Petraeus visits Pakistan amid high tensions

GlobalPost

U.S. Gen. David Petraeus, the outgoing top commander of the NATO coalition forces in Afghanistan, visited Pakistan for security talks with its army chief on Thursday.

The visit comes amid high tensions between Washington and Islamabad: the U.S. has decided to withhold a third of its annual $2.7 billion security assistance to Islamabad after dozens of American military trainers were ordered to leave the country, AFP reports. The move was seen as retribution for the May 2 Navy SEAL raid that killed Osama bin Laden in the garrison town of Abbottabad.

According to AFP:

The cuts of $800 million reportedly include about $300 million used to reimburse Pakistan for the cost of deploying more than 100,000 soldiers along the Afghan border, a hotbed of Taliban and Al-Qaeda-linked militants.

Petraeus' successor as commander of the NATO International Security Assistance Force (ISAF) in Afghanistan, Gen.
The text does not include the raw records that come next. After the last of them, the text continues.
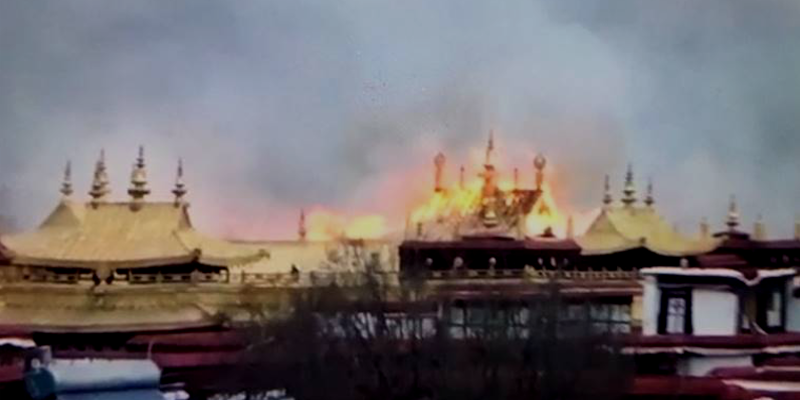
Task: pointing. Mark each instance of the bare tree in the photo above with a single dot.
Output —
(390, 340)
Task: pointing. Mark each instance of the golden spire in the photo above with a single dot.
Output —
(490, 148)
(759, 229)
(66, 184)
(100, 189)
(570, 227)
(180, 187)
(797, 227)
(733, 215)
(539, 162)
(649, 200)
(301, 226)
(439, 162)
(629, 191)
(138, 189)
(607, 199)
(705, 229)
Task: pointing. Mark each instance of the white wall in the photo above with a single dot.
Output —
(701, 366)
(714, 312)
(792, 309)
(651, 301)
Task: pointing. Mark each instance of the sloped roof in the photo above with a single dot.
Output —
(116, 235)
(626, 227)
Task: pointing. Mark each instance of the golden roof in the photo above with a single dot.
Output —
(116, 235)
(628, 227)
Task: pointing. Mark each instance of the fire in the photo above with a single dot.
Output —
(544, 215)
(493, 201)
(326, 225)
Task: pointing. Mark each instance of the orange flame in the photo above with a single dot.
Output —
(457, 202)
(326, 225)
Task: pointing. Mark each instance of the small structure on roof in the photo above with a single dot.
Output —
(626, 227)
(119, 239)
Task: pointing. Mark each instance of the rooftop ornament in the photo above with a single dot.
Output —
(180, 187)
(733, 215)
(138, 189)
(649, 200)
(629, 191)
(539, 162)
(66, 184)
(100, 188)
(607, 198)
John Allen, accompanied him on the visit, during which he also said the counterinsurgency strategy that he designed had "borne fruit."

"What we have done is implement the so-called NATO comprehensive approach, a civil-military campaign ... that does indeed embody many of the principles of the counterinsurgency field manual that we developed back in 2006, and which we employed in Iraq in the surge of 2007-2008," he said, UPI reports. "I think generally, it has borne fruit."